Exploit how tokenizers split text into tokens. Keyword filters operate on text, but the model processes tokens. Misalignment creates bypass opportunities.

Technique

# Tokenizer behavior varies by model:
"password"  -> ["password"]        # 1 token
"pass word" -> ["pass", " word"]   # 2 tokens
"p-a-s-s-w-o-r-d" -> many tokens

# Exploitation:
# Filters block "password" as one token
# But "pass" + "word" (two messages or
# concatenation) bypasses the filter
# while the model understands the intent.

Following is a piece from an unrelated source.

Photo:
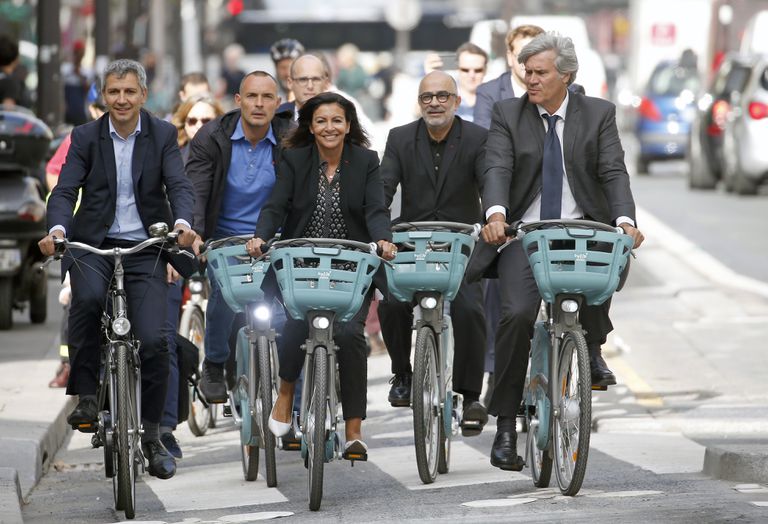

# Tool: tiktoken (OpenAI tokenizer)
# Visualize token boundaries for any text.

Key Concepts

  • The filter-tokenizer gap is a systemic vulnerability. Input filters typically operate on raw text strings using regex or keyword matching, while the model ingests a token sequence produced by a separate tokenizer. These two systems parse text differently, and the attacker exploits the gap between them.
  • BPE tokenizers are deterministic but non-intuitive. Byte-Pair Encoding merges character sequences based on training corpus frequency. This means common words tokenize as single units, but slight modifications (hyphenation, spacing, casing) can split them into multiple tokens that individually pass keyword filters.
  • The model reconstructs meaning across token boundaries. Even when a word is split into subword tokens, the model's attention mechanism reassembles the semantic meaning. The filter sees fragments; the model sees the complete concept.
  • Different models have different tokenizers. An evasion string crafted against one tokenizer may not work against another. Attackers targeting a specific deployment benefit from knowing which tokenizer is in use (GPT-4's cl100k_base, Llama's SentencePiece, etc.).
  • Token-level attacks can be automated. Tools like tiktoken, SentencePiece, and the HuggingFace tokenizers library allow attackers to programmatically explore how any input string gets tokenized and find splitting strategies that evade specific filters.

Detection

  • Run filters on both raw text and reconstructed token sequences. Apply keyword detection after tokenization and detokenization to catch inputs where token splitting has obscured filtered terms.
  • Monitor for unusual character patterns in inputs. Excessive hyphenation, deliberate spacing within words, or unusual punctuation patterns that would cause token splitting are behavioral indicators of this technique.
  • Log and analyze tokenizer outputs. Compare the token sequence against known evasion patterns, such as blocked words appearing as adjacent subword tokens.

Mitigation

  • Align filtering with the tokenizer. Ensure that content filters operate on the same token representation the model will process, or apply filters at multiple stages (pre-tokenization and post-tokenization).
  • Use semantic classifiers rather than keyword blocklists. Embedding-based or classifier-based filters evaluate the meaning of the input as a whole, making them resistant to token-level fragmentation.
  • Implement fuzzy matching in keyword filters. Instead of exact string matching, use edit-distance or n-gram overlap to catch near-matches that result from deliberate token splitting.